In honour of Kim’s 70th (sorry, I mean 69th) birthday, there will be a week of song and celebration in North Korea, including ice skating and musical shows. The Dear Leader even has a flower named in his honour, a hybrid begonia called Kimjongilla. Exhibitions of his floral namesake are on display. Although the states media reports that Pyongyang’s streets are festooned with lanterns and goodwill messages, a defector group claims that birthday handouts were cut back as the regime continues to have difficulty feeding its people.

Kim’s eccentricities, his enormous ego, and his extreme pomposity, would be quite amusing - except for one salient fact. The man is a brutal dictator and North Koreans are suffering immensely. His nation is poverty-stricken and has experienced terrible famine. Nevertheless, North Korea remains one of the most militarized countries in the world today. Its government spends billions of dollars on the Korean People’s Army.

This brings us to another Kim story. In 2006, the Dear Leader discovered that there was a man in Germany who bred giant rabbits the size of dogs. He thought that these enormous rabbits would provide a solution to North Korea's widespread hunger problem. The German man, Karl Szmolinsky of Berlin, informed Kim that that was not a very good idea. The rabbits would devour more carrots and other vegetables than they would yield in meat.

EDITOR'S NOTE: Kim Jong-il  died on December 17, 2011 at the age of 70.

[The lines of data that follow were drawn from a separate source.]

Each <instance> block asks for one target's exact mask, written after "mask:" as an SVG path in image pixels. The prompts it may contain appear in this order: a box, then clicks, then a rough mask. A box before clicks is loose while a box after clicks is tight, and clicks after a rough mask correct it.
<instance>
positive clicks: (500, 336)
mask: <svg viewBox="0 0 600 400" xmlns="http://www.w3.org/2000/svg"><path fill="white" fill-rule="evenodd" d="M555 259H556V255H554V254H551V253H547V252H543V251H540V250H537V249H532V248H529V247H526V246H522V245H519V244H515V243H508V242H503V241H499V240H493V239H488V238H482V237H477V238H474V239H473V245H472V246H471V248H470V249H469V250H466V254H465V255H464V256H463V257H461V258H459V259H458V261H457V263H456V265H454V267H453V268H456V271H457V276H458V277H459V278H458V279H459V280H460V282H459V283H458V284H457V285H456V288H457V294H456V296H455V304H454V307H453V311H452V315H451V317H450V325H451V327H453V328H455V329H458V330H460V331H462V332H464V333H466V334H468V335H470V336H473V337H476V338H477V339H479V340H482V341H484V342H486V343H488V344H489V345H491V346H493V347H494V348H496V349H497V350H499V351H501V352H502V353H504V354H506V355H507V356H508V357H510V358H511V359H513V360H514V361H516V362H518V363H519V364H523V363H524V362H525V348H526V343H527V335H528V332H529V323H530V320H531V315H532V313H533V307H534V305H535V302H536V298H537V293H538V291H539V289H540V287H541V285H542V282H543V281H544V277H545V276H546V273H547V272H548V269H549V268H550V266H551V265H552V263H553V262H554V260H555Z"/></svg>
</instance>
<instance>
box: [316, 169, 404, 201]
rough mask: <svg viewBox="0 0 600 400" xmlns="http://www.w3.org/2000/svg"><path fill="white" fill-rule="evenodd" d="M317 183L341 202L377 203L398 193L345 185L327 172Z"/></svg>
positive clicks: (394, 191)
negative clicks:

I’m pleased that the Toronto Blue Jays are delaying arbitration with slugger Jose Bautista. It is imperative for the team to sign Bautista to a multi-year deal. He has the ability to be the team leader. He is articulate and very helpful to the Hispanic players on the club. I’m waiting to see if GM Alex Anthopoulos can obtain a decent third baseman so that Bautista can play in the outfield where he belongs.

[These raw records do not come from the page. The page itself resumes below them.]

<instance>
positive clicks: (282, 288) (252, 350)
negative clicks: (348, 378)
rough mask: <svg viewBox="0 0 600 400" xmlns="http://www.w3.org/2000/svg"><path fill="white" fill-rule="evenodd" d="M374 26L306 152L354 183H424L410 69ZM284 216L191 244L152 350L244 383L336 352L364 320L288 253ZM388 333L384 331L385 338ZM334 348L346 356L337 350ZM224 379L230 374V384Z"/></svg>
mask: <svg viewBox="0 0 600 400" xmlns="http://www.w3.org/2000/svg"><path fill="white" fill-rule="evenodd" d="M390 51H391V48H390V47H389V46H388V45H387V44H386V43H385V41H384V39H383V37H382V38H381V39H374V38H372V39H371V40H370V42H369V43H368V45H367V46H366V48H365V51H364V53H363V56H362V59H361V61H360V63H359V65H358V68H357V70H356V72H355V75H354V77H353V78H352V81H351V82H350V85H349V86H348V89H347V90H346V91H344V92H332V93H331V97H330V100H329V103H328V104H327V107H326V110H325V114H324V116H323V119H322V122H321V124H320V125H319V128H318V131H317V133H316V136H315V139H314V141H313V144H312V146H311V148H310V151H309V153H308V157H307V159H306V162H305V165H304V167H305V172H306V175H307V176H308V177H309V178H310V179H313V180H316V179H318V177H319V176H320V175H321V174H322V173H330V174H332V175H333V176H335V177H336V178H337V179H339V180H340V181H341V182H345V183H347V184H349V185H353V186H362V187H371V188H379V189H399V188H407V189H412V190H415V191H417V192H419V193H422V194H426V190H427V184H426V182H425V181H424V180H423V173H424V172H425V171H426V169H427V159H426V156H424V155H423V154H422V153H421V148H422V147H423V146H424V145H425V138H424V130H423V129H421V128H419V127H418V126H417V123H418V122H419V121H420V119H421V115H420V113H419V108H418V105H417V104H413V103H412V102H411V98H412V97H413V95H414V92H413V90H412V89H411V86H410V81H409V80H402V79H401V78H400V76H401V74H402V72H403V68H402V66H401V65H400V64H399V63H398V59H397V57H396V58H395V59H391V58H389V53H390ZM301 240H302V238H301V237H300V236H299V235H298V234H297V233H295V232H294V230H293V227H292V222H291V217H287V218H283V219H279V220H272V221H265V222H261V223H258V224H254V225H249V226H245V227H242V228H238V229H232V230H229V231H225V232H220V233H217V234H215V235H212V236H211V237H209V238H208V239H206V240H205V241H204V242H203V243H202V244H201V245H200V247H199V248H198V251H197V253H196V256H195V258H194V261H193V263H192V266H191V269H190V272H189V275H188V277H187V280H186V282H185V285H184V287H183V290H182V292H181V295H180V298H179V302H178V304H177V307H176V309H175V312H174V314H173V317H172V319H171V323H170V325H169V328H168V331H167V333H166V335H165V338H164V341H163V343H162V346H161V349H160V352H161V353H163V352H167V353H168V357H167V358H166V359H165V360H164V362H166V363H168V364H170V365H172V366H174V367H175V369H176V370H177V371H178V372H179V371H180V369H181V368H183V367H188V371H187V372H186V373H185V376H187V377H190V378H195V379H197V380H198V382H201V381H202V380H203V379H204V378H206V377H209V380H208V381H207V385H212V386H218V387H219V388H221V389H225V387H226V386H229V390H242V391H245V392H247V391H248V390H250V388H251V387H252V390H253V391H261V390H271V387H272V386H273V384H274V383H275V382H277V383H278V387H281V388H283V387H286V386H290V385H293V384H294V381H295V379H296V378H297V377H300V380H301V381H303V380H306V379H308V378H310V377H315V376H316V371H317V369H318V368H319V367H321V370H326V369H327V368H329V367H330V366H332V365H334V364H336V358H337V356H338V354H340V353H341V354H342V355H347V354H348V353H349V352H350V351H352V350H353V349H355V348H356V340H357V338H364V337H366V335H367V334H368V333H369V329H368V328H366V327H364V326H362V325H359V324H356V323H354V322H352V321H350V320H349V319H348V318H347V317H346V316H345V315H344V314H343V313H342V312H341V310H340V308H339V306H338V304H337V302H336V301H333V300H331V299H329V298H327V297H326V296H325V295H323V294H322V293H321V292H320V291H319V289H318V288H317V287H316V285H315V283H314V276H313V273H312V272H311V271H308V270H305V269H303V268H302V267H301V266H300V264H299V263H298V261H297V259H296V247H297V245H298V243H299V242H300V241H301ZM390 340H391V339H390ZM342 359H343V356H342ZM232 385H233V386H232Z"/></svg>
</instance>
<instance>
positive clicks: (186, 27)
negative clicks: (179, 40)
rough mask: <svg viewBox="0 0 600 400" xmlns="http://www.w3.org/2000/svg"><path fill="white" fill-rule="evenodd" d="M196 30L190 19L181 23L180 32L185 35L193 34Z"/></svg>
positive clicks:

It’s about time that someone in hockey spoke out strongly against the brutality of the NHL game. Bravo to Mario Lemieux. Hockey should not be allowed to degenerate into a roller derby on ice. After enjoying the great games at the Vancouver Winter Olympics last year and the World Junior Hockey Championship this Christmas season, I find it increasingly difficult to watch the diluted, fight-infested NHL game.